If we do not comply with foreign regulatory requirements to market our products
outside the United States, our business will be harmed.

   Sales of medical devices outside the United States are subject to
international regulatory requirements that vary from country to country. The
time required for approval varies from country to country and may be longer or
shorter than the time required in the United States. In order to market any of
our devices in the member countries of the European Union, or the EU, we are
required to obtain CE mark certification. CE mark certification is an
international symbol of adherence to quality assurance standards and compliance
with the European Medical Device Directives. We have received CE mark
certification to sell the Cardima Pathfinder, Pathfinder mini, Revelation,
Revelation Tx and Tracer for mapping in the EU. We also received approval to
sell the Cardima Pathfinder, Pathfinder mini, Revelation, Revelation Tx, and
Tracer in Japan and Australia, and to sell the Cardima Pathfinder, Tracer,
Vueport and Naviport in Canada. The Company also received CE mark certification
in August 1998 and December 1998 to sell the Revelation and Revelation Tx
microcatheters, respectively, for ablation of AF in the EU. We intend to submit
data in support of additional CE mark applications.
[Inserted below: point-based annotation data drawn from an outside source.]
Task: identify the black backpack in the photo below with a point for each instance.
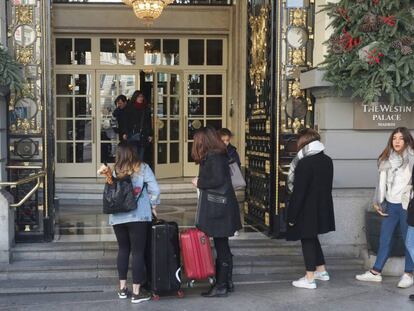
(118, 197)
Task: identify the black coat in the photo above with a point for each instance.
(134, 119)
(215, 219)
(311, 206)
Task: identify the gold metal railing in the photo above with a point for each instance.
(13, 184)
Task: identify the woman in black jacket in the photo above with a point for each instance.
(218, 212)
(310, 210)
(140, 125)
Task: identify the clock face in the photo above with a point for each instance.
(24, 35)
(297, 37)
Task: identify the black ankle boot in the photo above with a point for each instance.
(230, 284)
(220, 288)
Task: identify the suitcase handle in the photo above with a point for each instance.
(177, 274)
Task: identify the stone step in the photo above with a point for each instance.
(89, 269)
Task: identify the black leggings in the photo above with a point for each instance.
(312, 253)
(132, 237)
(223, 249)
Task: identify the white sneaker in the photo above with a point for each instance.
(304, 283)
(369, 277)
(321, 276)
(407, 280)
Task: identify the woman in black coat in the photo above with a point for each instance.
(310, 210)
(218, 212)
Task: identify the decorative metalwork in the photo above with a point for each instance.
(258, 37)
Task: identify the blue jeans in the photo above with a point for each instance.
(396, 214)
(409, 241)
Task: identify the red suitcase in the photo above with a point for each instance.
(197, 256)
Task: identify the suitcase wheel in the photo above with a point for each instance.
(191, 283)
(180, 294)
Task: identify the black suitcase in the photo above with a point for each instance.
(164, 265)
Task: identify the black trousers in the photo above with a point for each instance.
(312, 253)
(222, 249)
(132, 238)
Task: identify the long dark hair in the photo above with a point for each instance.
(408, 142)
(135, 96)
(206, 140)
(126, 160)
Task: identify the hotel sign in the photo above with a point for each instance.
(377, 116)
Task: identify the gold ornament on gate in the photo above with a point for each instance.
(257, 70)
(148, 10)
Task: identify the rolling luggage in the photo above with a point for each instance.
(197, 256)
(164, 265)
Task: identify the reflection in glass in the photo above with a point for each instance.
(195, 84)
(162, 106)
(162, 153)
(174, 106)
(195, 106)
(107, 85)
(83, 84)
(64, 129)
(83, 152)
(64, 152)
(63, 54)
(152, 52)
(214, 84)
(83, 129)
(171, 49)
(127, 51)
(24, 35)
(25, 108)
(196, 52)
(64, 107)
(64, 84)
(108, 52)
(174, 129)
(214, 106)
(174, 84)
(126, 85)
(215, 52)
(83, 52)
(162, 129)
(193, 126)
(174, 153)
(214, 123)
(83, 107)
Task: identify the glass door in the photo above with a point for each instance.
(111, 84)
(205, 106)
(75, 118)
(168, 124)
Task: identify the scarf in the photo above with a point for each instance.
(310, 149)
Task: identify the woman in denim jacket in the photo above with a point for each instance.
(131, 227)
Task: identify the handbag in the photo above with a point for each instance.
(237, 179)
(118, 197)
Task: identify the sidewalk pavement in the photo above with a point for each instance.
(342, 293)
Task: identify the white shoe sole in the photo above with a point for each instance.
(369, 280)
(140, 300)
(309, 286)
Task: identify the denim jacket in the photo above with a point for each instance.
(150, 196)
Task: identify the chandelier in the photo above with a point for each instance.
(148, 10)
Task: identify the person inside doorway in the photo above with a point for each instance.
(395, 166)
(310, 210)
(140, 126)
(119, 117)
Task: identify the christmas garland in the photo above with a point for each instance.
(370, 51)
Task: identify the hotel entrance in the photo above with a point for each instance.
(185, 93)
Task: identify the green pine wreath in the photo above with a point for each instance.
(370, 51)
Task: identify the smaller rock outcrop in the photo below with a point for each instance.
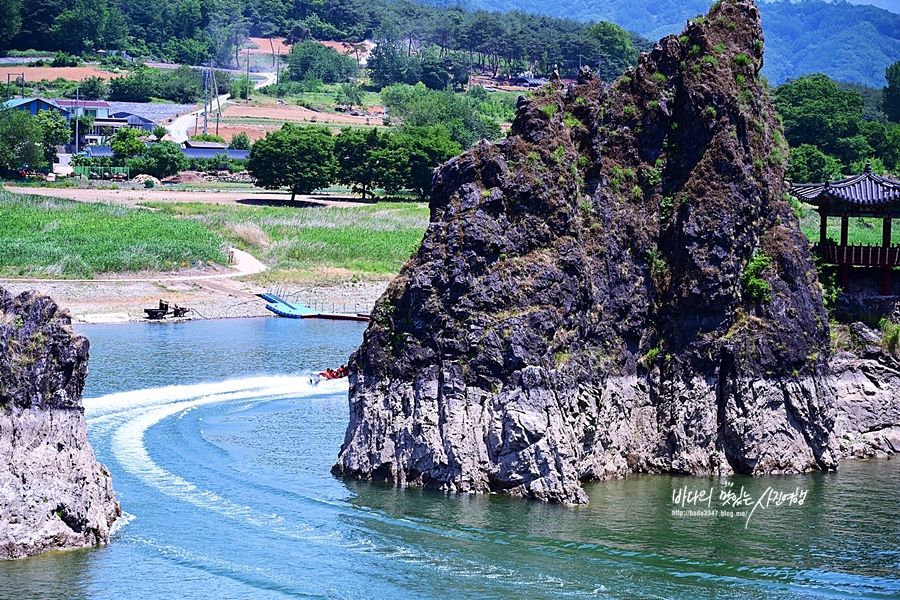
(53, 492)
(866, 380)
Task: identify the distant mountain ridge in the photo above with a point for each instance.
(848, 42)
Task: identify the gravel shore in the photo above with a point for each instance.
(125, 301)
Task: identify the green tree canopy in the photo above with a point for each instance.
(355, 150)
(127, 143)
(160, 160)
(423, 149)
(811, 165)
(21, 140)
(312, 59)
(417, 106)
(815, 111)
(93, 88)
(299, 158)
(616, 49)
(890, 94)
(240, 141)
(54, 132)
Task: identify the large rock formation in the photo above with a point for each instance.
(53, 493)
(617, 287)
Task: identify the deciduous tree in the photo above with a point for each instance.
(299, 158)
(21, 140)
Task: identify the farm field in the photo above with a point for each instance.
(51, 73)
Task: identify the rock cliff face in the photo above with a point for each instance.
(53, 493)
(867, 422)
(617, 287)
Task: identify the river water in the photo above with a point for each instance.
(220, 451)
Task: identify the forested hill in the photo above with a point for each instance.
(848, 42)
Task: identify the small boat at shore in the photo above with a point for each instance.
(328, 374)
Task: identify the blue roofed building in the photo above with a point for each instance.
(34, 105)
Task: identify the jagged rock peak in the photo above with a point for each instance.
(617, 287)
(53, 493)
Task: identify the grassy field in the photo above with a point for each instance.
(304, 243)
(859, 230)
(48, 237)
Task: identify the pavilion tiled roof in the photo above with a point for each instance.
(865, 189)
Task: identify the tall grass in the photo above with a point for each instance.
(366, 239)
(51, 237)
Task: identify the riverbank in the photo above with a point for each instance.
(213, 292)
(124, 301)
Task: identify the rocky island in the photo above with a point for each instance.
(617, 287)
(53, 492)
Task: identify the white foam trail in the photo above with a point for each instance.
(131, 414)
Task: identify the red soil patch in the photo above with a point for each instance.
(264, 47)
(51, 73)
(287, 112)
(254, 132)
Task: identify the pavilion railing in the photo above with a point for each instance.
(858, 255)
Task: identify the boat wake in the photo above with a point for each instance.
(124, 418)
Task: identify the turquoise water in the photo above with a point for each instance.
(220, 452)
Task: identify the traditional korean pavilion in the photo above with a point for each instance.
(864, 195)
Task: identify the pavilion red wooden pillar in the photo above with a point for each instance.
(844, 270)
(886, 270)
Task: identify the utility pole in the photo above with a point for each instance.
(76, 120)
(205, 101)
(216, 96)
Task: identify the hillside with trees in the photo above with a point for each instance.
(848, 42)
(834, 129)
(199, 31)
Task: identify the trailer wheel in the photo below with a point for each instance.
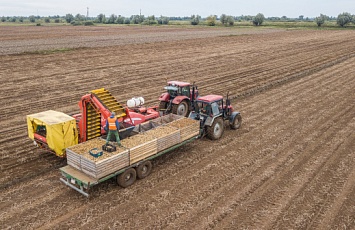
(144, 169)
(215, 131)
(127, 178)
(181, 109)
(237, 122)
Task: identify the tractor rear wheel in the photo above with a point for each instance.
(215, 131)
(181, 109)
(237, 122)
(127, 178)
(162, 105)
(144, 169)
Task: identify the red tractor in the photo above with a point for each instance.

There can be no assurance
we will be successful in obtaining or maintaining the CE mark for these
products, as the case may be. Failure to receive approval to affix the CE mark
would prohibit us from selling these products in member countries of the EU,
and would require significant delays in obtaining individual country approvals.
No assurance can be given that such approvals will ever be obtained. If these
approvals are not obtained, our business could be harmed.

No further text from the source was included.